Fighting Age Bias the Old Way
When judges start using the word "reasonable," watch out. It's a waffle word that usually means, "Let the courts decide an issue case by case."
A good example is last week's ruling by the Supreme Court that interpreted a 1967 federal law on age discrimination.
The high court discovered a new meaning in a vague law that the lower courts couldn't see - namely, that a business policy that adversely affects older workers is legal if it is "based on reasonable factors other than age." In other words, older workers who sue for discrimination can win only if their company fails to prove to a judge that its policies weren't aimed at harming those workers.
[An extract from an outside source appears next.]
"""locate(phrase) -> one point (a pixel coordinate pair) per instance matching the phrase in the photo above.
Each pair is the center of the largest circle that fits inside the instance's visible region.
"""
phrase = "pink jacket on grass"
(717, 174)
In fact, the court decided 5-3 in a case brought by senior police officers in Jackson, Miss., that the city was right to give higher raises to junior officers in order to become more competitive with other police departments in recruiting. That was "unquestionably reasonable," Justice John Paul Stevens wrote.
Yes, but now what?
Before this, courts decided that workers had to prove their employer intended to discriminate. Now workers can sue if a company policy has a "disparate impact" on older workers - but then the courts will decide if that policy is somehow "reasonable."
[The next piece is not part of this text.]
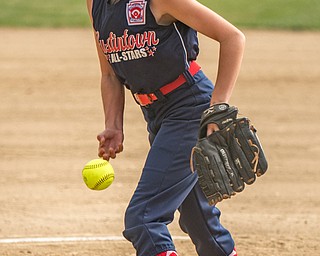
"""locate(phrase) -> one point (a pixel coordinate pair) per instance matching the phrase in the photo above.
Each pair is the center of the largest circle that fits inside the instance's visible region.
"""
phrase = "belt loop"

The high court's decision is well-meaning. No older worker should be pushed out the door just because of age or high salary. But the court has created the potential for a flood of lawsuits that, just in litigation costs alone, could push smaller firms out of business. Congress must revisit the 1967 law to put the fine print on what companies can and cannot do.
Half the workforce is now over 40 - the age when this law kicks in. Both workers and employers deserve to know the limits of this law, not case by case, judge by judge.